Perhaps the military occupation of the university campus was a sign that Salt Lake City had not been completely forsaken by the outside world. But if so, it was a sign that few of the survivors witnessed. For although small crowds still flocked to places such as the university, hospitals, and police stations, the vast majority of those who had made it through the first day of the onslaught had gone to ground.

Closets across the city were full of terrified survivors, huddling alone. Bedrooms in dark houses had their doors and windows nailed shut from the inside. Dank basements and stifling attics were full of quivering men, women, and children, often barricaded behind boxes of old Christmas decorations or unused furniture. Single people and couples lay in bathtubs or under the beds, praying that the madness stalking their city would somehow pass them by.

Despite the warnings from the now silent news media, most of those who had weapons still held them close, not believing that those weapons could easily be turned against themselves and the people they loved.

And many who had the nerve, or the lack of sense, were still attempting to flee.

Mostly, they were not only hoping to save their own lives, but the lives of those they cared about. A large number actually got as far as the blockades and were sent back. Most submitted to the authority of the men with guns and turned their cars around, praying that they would find some other safe refuge.

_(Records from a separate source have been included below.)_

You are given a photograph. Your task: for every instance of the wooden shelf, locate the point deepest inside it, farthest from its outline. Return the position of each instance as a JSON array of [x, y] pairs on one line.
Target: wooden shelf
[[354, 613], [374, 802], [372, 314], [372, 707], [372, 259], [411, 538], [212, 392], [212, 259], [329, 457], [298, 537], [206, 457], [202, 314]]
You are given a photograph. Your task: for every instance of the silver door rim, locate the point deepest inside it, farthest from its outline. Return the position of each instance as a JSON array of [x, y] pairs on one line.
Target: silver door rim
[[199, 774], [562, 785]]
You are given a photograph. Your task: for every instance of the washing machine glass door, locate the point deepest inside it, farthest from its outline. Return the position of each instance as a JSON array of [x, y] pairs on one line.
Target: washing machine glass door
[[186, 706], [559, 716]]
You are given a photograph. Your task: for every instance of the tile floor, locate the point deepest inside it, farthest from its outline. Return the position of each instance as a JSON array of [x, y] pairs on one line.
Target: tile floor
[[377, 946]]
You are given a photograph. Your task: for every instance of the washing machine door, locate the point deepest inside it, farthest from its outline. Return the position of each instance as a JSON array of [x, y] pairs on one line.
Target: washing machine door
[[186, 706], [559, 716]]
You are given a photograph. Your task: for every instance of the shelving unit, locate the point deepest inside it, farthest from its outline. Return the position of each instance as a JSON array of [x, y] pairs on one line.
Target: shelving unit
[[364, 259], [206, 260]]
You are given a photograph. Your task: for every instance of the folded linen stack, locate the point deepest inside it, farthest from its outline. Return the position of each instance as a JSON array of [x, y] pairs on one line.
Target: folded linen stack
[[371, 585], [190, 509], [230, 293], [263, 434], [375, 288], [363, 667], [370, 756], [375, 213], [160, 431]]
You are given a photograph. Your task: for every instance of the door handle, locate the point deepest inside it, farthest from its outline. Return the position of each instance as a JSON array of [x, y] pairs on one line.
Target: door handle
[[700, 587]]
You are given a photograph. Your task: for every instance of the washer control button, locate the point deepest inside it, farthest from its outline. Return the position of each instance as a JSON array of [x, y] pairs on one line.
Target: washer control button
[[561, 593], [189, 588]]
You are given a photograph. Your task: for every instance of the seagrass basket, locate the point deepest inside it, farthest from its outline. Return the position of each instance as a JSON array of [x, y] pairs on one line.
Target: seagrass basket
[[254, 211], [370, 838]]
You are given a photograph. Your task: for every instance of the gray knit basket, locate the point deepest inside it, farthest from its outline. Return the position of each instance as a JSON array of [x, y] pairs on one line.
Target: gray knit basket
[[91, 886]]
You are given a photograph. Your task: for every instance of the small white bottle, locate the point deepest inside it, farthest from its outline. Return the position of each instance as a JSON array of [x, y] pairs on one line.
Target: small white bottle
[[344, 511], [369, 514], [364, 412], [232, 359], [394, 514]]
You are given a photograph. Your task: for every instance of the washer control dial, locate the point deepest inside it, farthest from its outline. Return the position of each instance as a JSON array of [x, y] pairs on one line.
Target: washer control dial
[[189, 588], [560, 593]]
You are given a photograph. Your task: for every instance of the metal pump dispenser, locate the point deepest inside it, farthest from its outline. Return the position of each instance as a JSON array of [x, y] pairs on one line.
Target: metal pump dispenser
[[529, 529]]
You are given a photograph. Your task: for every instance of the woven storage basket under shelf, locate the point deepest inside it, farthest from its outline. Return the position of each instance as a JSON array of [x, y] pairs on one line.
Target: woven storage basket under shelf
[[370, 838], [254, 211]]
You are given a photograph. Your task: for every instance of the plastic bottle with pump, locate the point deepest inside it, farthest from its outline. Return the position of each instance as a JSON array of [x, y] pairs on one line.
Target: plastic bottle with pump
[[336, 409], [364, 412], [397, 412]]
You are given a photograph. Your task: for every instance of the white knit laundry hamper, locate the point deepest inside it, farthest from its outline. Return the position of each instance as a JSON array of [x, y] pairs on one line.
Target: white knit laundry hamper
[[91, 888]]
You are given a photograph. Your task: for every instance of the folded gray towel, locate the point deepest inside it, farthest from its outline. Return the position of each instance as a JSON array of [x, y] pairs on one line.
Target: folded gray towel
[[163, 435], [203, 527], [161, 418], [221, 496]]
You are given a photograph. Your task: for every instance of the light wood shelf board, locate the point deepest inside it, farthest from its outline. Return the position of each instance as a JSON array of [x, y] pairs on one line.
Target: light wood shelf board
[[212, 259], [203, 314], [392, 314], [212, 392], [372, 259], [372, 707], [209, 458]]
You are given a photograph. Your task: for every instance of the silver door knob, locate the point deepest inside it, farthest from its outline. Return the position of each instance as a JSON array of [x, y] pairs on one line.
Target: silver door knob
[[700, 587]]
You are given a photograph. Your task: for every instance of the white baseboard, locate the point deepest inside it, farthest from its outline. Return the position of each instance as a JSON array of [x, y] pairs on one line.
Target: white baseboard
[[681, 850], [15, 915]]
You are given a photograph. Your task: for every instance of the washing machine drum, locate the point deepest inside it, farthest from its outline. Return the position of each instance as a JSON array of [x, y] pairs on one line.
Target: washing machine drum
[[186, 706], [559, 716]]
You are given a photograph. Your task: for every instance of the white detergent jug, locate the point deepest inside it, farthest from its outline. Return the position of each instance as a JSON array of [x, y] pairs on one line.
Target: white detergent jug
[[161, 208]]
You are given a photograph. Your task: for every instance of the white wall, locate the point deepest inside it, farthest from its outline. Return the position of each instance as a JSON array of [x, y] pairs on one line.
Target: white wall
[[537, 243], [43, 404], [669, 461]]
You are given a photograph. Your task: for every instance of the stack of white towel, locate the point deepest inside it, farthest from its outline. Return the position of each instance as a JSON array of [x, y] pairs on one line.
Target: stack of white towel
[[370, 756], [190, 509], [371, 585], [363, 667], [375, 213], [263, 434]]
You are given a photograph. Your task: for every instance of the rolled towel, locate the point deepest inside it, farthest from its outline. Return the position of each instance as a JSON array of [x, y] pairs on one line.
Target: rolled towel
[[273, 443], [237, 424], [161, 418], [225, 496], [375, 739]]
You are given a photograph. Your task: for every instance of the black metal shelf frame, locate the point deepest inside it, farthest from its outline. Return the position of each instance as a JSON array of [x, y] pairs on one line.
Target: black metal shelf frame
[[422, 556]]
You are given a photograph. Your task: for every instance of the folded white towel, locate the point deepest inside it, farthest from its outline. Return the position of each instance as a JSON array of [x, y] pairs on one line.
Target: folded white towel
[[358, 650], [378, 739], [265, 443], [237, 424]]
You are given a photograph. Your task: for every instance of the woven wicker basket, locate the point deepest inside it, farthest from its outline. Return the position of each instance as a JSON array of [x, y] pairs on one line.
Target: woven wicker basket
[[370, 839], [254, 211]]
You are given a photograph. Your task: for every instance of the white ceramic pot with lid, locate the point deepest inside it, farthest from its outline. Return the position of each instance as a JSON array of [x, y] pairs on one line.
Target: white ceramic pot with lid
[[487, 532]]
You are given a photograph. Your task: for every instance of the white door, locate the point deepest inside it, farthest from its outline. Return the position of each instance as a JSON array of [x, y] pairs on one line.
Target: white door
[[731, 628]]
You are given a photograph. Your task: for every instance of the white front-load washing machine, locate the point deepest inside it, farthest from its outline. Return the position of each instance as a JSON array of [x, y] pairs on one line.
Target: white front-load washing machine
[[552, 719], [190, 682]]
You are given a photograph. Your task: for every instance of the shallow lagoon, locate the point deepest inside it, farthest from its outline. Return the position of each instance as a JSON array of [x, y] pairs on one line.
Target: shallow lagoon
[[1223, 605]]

Those that tried to bluff or reason or run their way through the blockades met an end just as violent as what they were fleeing.

The quarantine of Salt Lake City was not perfect, and many escaped—especially in the early hours. Those heading north and south had by far the best likelihood of slipping past the Army and National Guard forces that were trying to shut down far too many roads with far too few people. The soldiers there had almost given up hope they could hold their lines, and they already knew that if what was causing the situation truly was a virus, then it had escaped the city long ago. And yet still they persisted, out of a sense of desperation, loyalty, or duty.

There were only a few ways out of Salt Lake to the east, as the Wasatch formed a huge and imposing wall along the city's edge. Those canyons had been effectively covered, but some back roads and trails still provided a way out, and there had been more than one family who had, Sound of Music style, put on their backpacks and climbed their way out of the city.

Of all the escape routes, the easiest to control was to the west.

There was really only one major road that linked Salt Lake City directly with the Nevada desert, and that was Interstate 80. To the north of the freeway, passage was impossible because of the huge and sprawling Great Salt Lake; a body of water so brackish and salty that nothing more than brine shrimp could survive in it. To the south of the lake, the Oquirrh mountains were spare and inhospitable, with no civilization and few passable roads. And even if refugees had somehow, miraculously, made it past either of those two obstacles, they then faced hundred of miles of barren desert. Cars would get bogged down in the sand or mud of the Salt Flats, and unless you had a dune buggy or motorcycle, your chances of getting through that way remained slim.

So, to get out of Salt Lake City to the west, there were few options other than Interstate 80.

Several platoons from the army base at Dugway had been dispatched overnight to seal up the freeway, at the choke point between the Great Salt Lake and the Oquirrh mountains. They arrived with a caravan of nearly a hundred vehicles, including assault trucks, Jeeps with stable gun mounts, and two HEMTT A2 M977 Mobility tactical cargo trucks.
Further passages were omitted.